Florence-2-large-PromptGen-v1.5
Property | Value |
---|---|
Parameter Count | 823M |
License | MIT |
Tensor Type | F32 |
Author | MiaoshouAI |
What is Florence-2-large-PromptGen-v1.5?
Florence-2-large-PromptGen-v1.5 is an advanced image captioning model specifically designed for AI art prompt generation and tagging. Built upon Microsoft's Florence-2 Large model, it's been fine-tuned to excel at creating detailed image descriptions and tags for AI image generation workflows.
Implementation Details
The model implements a sophisticated architecture optimized for memory efficiency, requiring just over 1GB of VRAM while maintaining high-speed performance.
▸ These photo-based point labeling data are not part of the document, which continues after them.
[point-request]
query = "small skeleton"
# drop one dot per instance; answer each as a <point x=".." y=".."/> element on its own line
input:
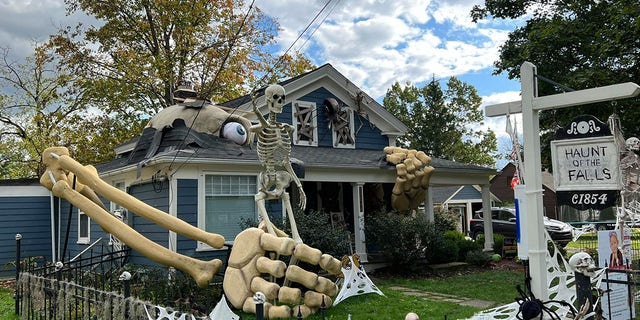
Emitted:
<point x="274" y="150"/>
<point x="583" y="263"/>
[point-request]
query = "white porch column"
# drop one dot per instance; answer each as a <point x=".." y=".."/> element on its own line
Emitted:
<point x="358" y="220"/>
<point x="428" y="205"/>
<point x="173" y="211"/>
<point x="488" y="219"/>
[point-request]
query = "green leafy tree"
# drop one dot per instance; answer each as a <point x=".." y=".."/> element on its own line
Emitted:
<point x="92" y="88"/>
<point x="141" y="49"/>
<point x="579" y="44"/>
<point x="444" y="123"/>
<point x="40" y="107"/>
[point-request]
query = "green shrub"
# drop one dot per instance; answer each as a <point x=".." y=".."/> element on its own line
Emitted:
<point x="498" y="243"/>
<point x="478" y="257"/>
<point x="445" y="220"/>
<point x="401" y="239"/>
<point x="445" y="249"/>
<point x="467" y="245"/>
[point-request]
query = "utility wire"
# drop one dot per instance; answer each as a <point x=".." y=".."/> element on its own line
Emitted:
<point x="270" y="71"/>
<point x="217" y="74"/>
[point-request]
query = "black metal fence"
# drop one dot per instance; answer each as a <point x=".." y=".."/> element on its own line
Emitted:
<point x="99" y="284"/>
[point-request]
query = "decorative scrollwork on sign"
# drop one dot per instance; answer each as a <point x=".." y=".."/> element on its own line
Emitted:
<point x="583" y="127"/>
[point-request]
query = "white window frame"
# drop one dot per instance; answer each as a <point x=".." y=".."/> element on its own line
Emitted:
<point x="120" y="185"/>
<point x="313" y="122"/>
<point x="202" y="207"/>
<point x="334" y="133"/>
<point x="84" y="239"/>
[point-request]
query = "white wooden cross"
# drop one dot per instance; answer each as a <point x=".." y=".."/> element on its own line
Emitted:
<point x="529" y="106"/>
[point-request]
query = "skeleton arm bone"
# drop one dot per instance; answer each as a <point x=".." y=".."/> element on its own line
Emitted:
<point x="201" y="271"/>
<point x="303" y="197"/>
<point x="263" y="121"/>
<point x="88" y="176"/>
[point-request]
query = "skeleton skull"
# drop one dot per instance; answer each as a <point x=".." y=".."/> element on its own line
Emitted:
<point x="582" y="262"/>
<point x="633" y="144"/>
<point x="274" y="96"/>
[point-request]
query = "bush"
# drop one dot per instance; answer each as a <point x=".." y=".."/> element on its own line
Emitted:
<point x="478" y="257"/>
<point x="444" y="249"/>
<point x="402" y="240"/>
<point x="466" y="246"/>
<point x="498" y="243"/>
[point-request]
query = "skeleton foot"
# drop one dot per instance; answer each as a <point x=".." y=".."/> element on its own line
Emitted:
<point x="413" y="175"/>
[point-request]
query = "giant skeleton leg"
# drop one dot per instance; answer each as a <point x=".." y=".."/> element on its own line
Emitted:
<point x="56" y="178"/>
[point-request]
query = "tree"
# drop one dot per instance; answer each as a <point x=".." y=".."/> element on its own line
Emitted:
<point x="93" y="88"/>
<point x="443" y="123"/>
<point x="39" y="108"/>
<point x="143" y="48"/>
<point x="579" y="44"/>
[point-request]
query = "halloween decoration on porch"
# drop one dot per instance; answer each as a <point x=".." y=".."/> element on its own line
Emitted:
<point x="356" y="280"/>
<point x="274" y="151"/>
<point x="413" y="174"/>
<point x="62" y="172"/>
<point x="561" y="287"/>
<point x="583" y="263"/>
<point x="249" y="264"/>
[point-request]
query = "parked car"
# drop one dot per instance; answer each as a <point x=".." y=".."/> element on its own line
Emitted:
<point x="504" y="223"/>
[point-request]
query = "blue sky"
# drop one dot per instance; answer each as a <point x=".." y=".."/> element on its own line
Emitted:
<point x="374" y="43"/>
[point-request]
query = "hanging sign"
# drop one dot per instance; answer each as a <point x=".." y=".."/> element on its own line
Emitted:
<point x="586" y="164"/>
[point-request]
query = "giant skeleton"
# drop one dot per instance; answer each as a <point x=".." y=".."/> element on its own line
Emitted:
<point x="248" y="262"/>
<point x="274" y="150"/>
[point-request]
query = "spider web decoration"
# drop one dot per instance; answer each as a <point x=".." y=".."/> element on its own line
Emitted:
<point x="222" y="311"/>
<point x="560" y="281"/>
<point x="356" y="281"/>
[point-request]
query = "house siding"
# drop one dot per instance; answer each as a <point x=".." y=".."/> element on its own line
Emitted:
<point x="468" y="193"/>
<point x="368" y="136"/>
<point x="29" y="216"/>
<point x="157" y="197"/>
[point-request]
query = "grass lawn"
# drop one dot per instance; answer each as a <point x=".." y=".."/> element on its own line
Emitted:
<point x="492" y="285"/>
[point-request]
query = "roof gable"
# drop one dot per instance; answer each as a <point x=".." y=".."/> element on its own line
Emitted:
<point x="340" y="87"/>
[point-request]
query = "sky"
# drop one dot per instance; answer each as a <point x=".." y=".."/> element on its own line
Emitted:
<point x="374" y="43"/>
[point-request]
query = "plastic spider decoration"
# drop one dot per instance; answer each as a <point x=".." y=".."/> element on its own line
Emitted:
<point x="531" y="307"/>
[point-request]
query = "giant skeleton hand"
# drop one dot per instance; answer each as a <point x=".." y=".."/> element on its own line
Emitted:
<point x="249" y="264"/>
<point x="59" y="177"/>
<point x="413" y="175"/>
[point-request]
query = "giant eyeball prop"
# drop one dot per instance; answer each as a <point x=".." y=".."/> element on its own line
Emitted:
<point x="235" y="132"/>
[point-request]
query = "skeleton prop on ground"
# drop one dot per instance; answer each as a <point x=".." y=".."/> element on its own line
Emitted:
<point x="59" y="177"/>
<point x="274" y="151"/>
<point x="249" y="264"/>
<point x="413" y="174"/>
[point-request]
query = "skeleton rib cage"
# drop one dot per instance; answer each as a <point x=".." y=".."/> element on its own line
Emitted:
<point x="273" y="146"/>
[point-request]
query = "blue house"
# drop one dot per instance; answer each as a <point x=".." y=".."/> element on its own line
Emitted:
<point x="210" y="182"/>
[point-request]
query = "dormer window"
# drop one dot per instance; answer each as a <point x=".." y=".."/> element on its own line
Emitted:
<point x="343" y="129"/>
<point x="340" y="119"/>
<point x="305" y="123"/>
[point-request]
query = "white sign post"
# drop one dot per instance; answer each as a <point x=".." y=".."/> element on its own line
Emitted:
<point x="586" y="164"/>
<point x="530" y="105"/>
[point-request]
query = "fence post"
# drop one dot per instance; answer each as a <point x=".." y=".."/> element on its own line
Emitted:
<point x="17" y="296"/>
<point x="583" y="290"/>
<point x="259" y="298"/>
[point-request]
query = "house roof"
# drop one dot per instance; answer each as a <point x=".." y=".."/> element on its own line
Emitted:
<point x="328" y="77"/>
<point x="180" y="144"/>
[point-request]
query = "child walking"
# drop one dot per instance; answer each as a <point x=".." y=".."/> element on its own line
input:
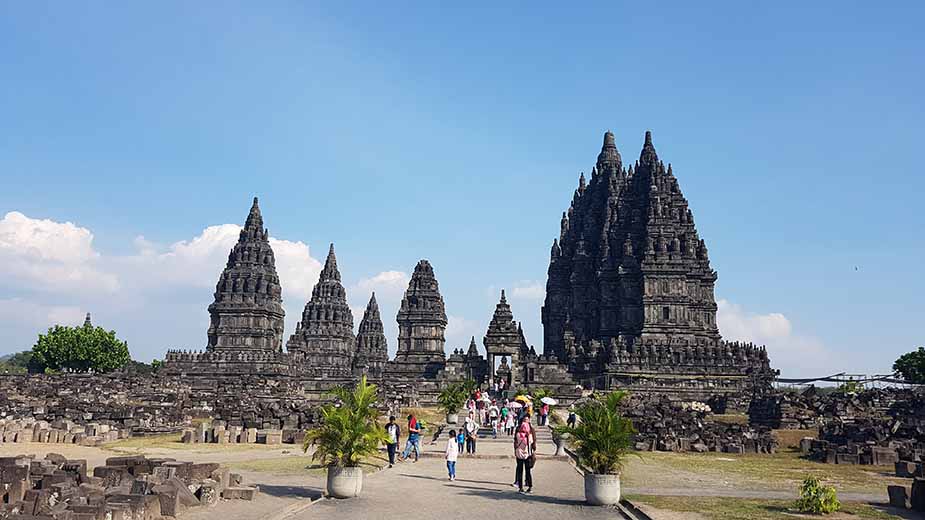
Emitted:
<point x="452" y="453"/>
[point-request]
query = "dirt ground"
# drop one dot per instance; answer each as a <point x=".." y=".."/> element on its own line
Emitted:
<point x="669" y="486"/>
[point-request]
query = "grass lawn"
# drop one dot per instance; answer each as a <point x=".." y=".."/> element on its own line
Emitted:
<point x="781" y="471"/>
<point x="752" y="509"/>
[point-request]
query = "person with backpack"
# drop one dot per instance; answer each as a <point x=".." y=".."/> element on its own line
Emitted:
<point x="452" y="453"/>
<point x="472" y="430"/>
<point x="394" y="432"/>
<point x="525" y="453"/>
<point x="414" y="440"/>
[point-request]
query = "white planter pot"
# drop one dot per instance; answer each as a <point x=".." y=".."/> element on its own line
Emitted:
<point x="344" y="482"/>
<point x="602" y="490"/>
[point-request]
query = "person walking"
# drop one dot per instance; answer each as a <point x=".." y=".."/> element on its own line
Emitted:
<point x="525" y="453"/>
<point x="452" y="453"/>
<point x="394" y="432"/>
<point x="472" y="430"/>
<point x="414" y="440"/>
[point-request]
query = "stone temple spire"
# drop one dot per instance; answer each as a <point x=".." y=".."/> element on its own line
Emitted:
<point x="609" y="158"/>
<point x="325" y="341"/>
<point x="505" y="338"/>
<point x="372" y="347"/>
<point x="421" y="326"/>
<point x="631" y="267"/>
<point x="247" y="313"/>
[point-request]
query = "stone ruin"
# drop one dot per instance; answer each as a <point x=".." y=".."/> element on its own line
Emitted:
<point x="629" y="304"/>
<point x="125" y="488"/>
<point x="663" y="424"/>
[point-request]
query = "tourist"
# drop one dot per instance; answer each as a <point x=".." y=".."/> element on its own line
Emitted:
<point x="493" y="413"/>
<point x="452" y="453"/>
<point x="394" y="432"/>
<point x="525" y="453"/>
<point x="414" y="440"/>
<point x="472" y="430"/>
<point x="509" y="423"/>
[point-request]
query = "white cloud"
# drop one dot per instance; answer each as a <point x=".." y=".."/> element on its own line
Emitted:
<point x="50" y="256"/>
<point x="52" y="262"/>
<point x="528" y="290"/>
<point x="795" y="354"/>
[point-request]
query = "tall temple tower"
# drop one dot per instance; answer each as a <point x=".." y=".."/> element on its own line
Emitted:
<point x="372" y="347"/>
<point x="421" y="326"/>
<point x="504" y="338"/>
<point x="323" y="341"/>
<point x="247" y="314"/>
<point x="629" y="264"/>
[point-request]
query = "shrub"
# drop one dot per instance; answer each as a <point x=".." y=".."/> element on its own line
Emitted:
<point x="817" y="498"/>
<point x="604" y="437"/>
<point x="349" y="431"/>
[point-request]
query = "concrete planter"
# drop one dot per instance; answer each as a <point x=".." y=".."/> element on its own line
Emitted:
<point x="602" y="490"/>
<point x="344" y="482"/>
<point x="561" y="443"/>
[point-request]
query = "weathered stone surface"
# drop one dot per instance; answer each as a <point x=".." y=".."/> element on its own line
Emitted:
<point x="323" y="342"/>
<point x="629" y="294"/>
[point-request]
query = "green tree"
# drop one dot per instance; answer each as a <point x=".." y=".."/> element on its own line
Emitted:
<point x="604" y="437"/>
<point x="349" y="430"/>
<point x="912" y="366"/>
<point x="79" y="349"/>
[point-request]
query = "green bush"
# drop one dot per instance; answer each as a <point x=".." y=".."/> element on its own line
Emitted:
<point x="603" y="437"/>
<point x="350" y="430"/>
<point x="817" y="498"/>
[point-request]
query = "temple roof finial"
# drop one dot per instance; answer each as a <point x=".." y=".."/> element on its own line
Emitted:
<point x="609" y="153"/>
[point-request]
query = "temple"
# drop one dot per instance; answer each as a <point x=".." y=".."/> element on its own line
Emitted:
<point x="323" y="342"/>
<point x="629" y="304"/>
<point x="629" y="294"/>
<point x="247" y="314"/>
<point x="372" y="347"/>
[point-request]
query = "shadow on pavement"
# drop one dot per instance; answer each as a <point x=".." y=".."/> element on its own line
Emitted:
<point x="514" y="495"/>
<point x="290" y="491"/>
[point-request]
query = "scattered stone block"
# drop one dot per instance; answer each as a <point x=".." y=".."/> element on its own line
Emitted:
<point x="899" y="496"/>
<point x="240" y="493"/>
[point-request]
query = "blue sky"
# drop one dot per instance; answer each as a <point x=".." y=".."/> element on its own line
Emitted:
<point x="403" y="131"/>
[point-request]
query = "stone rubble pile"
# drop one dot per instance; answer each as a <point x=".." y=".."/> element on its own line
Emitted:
<point x="219" y="432"/>
<point x="877" y="426"/>
<point x="126" y="488"/>
<point x="666" y="425"/>
<point x="61" y="431"/>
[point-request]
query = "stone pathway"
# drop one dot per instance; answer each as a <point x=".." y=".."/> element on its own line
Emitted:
<point x="482" y="490"/>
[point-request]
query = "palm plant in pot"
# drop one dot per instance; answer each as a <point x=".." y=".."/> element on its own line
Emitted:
<point x="349" y="433"/>
<point x="451" y="399"/>
<point x="601" y="440"/>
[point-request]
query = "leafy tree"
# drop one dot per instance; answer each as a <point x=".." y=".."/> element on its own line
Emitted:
<point x="604" y="437"/>
<point x="817" y="498"/>
<point x="912" y="366"/>
<point x="17" y="363"/>
<point x="79" y="349"/>
<point x="350" y="429"/>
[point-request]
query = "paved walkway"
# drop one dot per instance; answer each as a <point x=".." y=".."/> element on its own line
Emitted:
<point x="482" y="490"/>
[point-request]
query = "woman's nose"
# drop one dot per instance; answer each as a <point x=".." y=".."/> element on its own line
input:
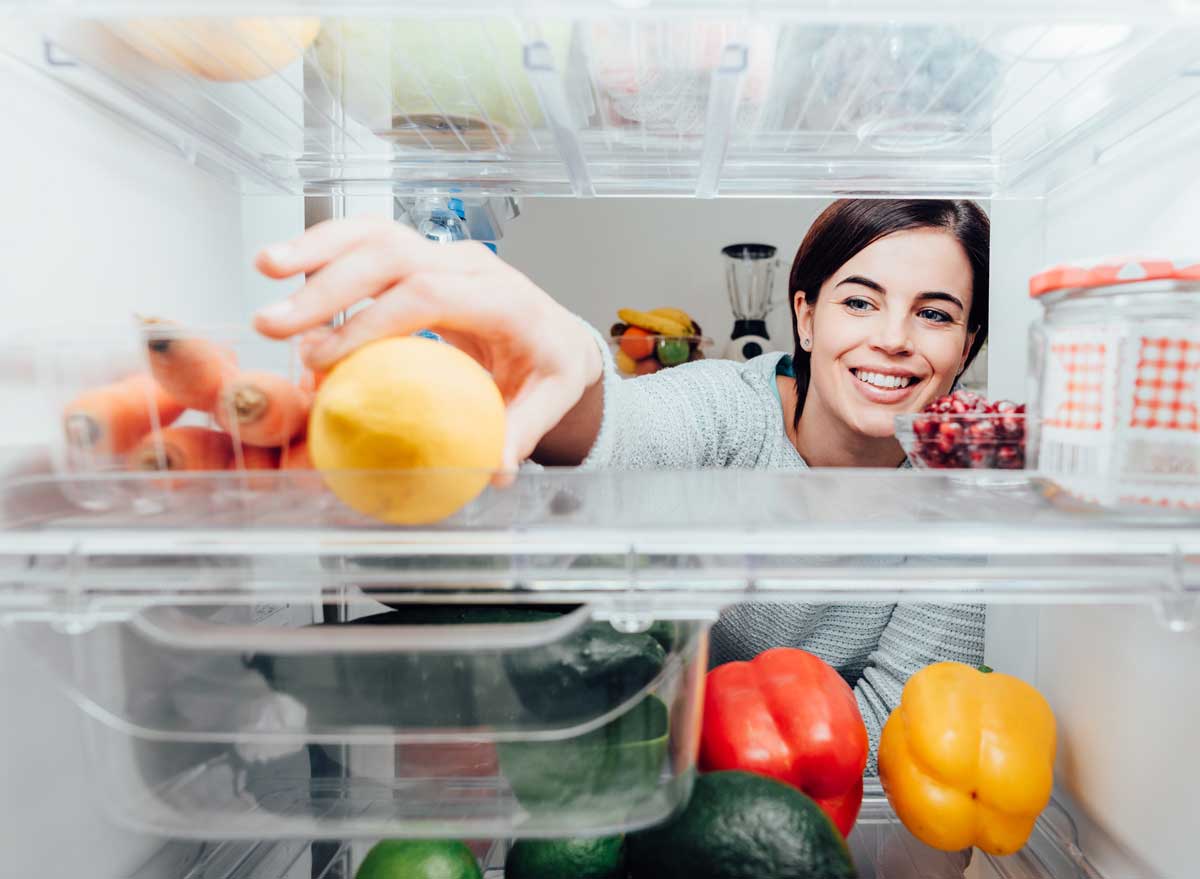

It supports multiple instruction types including GENERATE_TAGS, CAPTION, DETAILED_CAPTION, MORE_DETAILED_CAPTION, and MIXED_CAPTION, each serving different description needs.
- Memory-efficient architecture with 823M parameters
- Supports multiple caption instruction types
- Compatible with Flux model for both T5XXL CLIP and CLIP_L
- Improved accuracy through refined training datasets
Core Capabilities
- Generates detailed image descriptions with positioning information
- Creates structured captions with subject position detection
- Produces Danbooru-style tags
- Recognizes and processes watermarks
- Supports mixed caption styles for FLUX model integration
Frequently Asked Questions
Q: What makes this model unique?
This model stands out for its specialized training focused on AI art prompting and tagging, offering multiple caption styles while maintaining low VRAM usage. Unlike general vision models, it's specifically optimized for generating prompts that can be used to recreate similar images.
Q: What are the recommended use cases?
The model is ideal for AI artists and developers working with image generation pipelines, particularly those using ComfyUI. It excels at creating detailed image descriptions, generating tags, and providing structured captions that can be used as prompts for image generation.